Bien qu’il y a eu des forts clivages entre souverainistes et fédéralistes surtout pendant
les années 1960-1990, il y a généralement un consensus sur l’identité distincte du
Québec. Le nationalisme québécois est donc généralement admis, même s’il se
manifeste de différentes manières selon le parti au pouvoir. Rappelons que les
gouvernements centraux de tous les pays sont actifs dans la promotion d’une identité
nationale, cela aide à la cohésion nationale et projette une image claire du pays sur la
scène internationale. Pour une minorité nationale comme le Québec, s’abstenir de
promouvoir son identité reviendrait à laisser le gouvernement central créer sa propre
conception d’identité ou bien de l’effacer sur le plan international si cela favorise l’État
central. Le Québec mobilise donc les entrepreneurs identitaires particulièrement sur
la scène internationale car cela favorise grandement l’image du Québec non
seulement auprès des autres pays mais auprès même de la population québécoise
(Paquin 2018). Pendant les années 1960, qui rappelons-le est l’époque où le Québec
a entamé son essor international, le gouvernement fédéral a discriminé les
francophones et il y avait aussi une sous-représentation de francophones au sein du
service diplomatique canadien.

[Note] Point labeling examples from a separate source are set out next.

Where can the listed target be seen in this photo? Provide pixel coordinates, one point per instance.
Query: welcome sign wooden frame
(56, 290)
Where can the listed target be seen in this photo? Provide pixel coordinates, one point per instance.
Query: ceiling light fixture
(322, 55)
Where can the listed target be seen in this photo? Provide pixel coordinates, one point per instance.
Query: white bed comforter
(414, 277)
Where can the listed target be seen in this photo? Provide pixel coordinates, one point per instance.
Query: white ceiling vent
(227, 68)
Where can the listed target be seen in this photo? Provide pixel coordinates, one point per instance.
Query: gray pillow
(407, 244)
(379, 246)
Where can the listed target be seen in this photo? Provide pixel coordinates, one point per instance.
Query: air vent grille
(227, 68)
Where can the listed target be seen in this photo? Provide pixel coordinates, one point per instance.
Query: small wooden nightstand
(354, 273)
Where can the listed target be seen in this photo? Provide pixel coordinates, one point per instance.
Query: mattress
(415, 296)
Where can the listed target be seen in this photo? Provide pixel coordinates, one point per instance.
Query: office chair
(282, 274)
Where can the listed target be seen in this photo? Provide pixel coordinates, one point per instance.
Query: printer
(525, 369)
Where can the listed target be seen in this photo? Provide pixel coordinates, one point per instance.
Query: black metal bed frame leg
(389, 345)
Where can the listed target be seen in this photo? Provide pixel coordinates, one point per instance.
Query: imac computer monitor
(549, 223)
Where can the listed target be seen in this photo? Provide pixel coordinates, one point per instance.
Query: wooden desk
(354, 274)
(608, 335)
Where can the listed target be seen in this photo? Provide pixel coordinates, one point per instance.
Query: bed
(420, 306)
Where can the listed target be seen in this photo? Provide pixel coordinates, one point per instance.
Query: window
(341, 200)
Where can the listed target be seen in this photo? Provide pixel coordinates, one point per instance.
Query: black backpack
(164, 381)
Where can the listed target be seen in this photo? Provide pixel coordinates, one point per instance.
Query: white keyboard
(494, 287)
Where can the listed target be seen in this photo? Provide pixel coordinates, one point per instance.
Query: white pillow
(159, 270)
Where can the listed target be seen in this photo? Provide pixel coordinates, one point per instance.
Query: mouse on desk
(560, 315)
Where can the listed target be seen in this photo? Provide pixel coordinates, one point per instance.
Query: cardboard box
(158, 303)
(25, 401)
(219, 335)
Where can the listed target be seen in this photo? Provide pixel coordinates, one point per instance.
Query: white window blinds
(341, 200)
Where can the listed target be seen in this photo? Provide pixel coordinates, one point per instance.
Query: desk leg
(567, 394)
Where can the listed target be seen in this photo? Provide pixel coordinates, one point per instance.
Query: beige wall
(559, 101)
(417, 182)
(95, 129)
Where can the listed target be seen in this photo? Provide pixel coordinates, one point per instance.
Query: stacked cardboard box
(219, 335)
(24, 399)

Certains voient en cela une des raisons de
l’émergence du service diplomatique québécois (Paquin 2018). La diplomatie est
effectivement un service de représentation à l’étranger, le Québec ne pouvait donc
laisser le Canada le représenter ni défendre ses intérêts. La paradiplomatie identitaire
est donc utilisée comme outil de construction de la nation ainsi que comme légitimation
de celle-ci (Paquin 2004). L’identité vient donc à servir un but politique: la construction
de la nation.

Le nationalisme identitaire
Cette identité nationale distincte a donc servi pour avancer l’idée d’une nation
québécoise au sein de l’Amérique du nord anglaise. Ce nationalisme n’est cependant
pas un nationalisme comme les autres qui se ferme au monde et se replie sur lui-
même. Ce nationalisme était plutôt une ouverture vers le monde, le Québec n’a pas
accepté le libre-échange en dépit de son nationalisme, mais plutôt à cause de son
nationalisme (Paquin 2018, Martin 1995). Le désir du Québec de se trouver une place
parmi le monde a pris place en même temps que l’essor de la mondialisation du
commerce et du multilatéralisme. La présence du Québec sur les grands podiums
internationaux et la conclusion d’importantes ententes bilatérales a donc contribué à
rehausser l’image du Québec chez lui. Un des principaux efforts entrepris au début
ont été les relations avec la France et la conclusion d’ententes avec celle-ci. La France
n’est pas seulement un État souverain, mais cela avait aussi une grande signification
identitaire pour le Québec, pour qui la relation avec la France était plus importante que
la relation avec la Grande-Bretagne.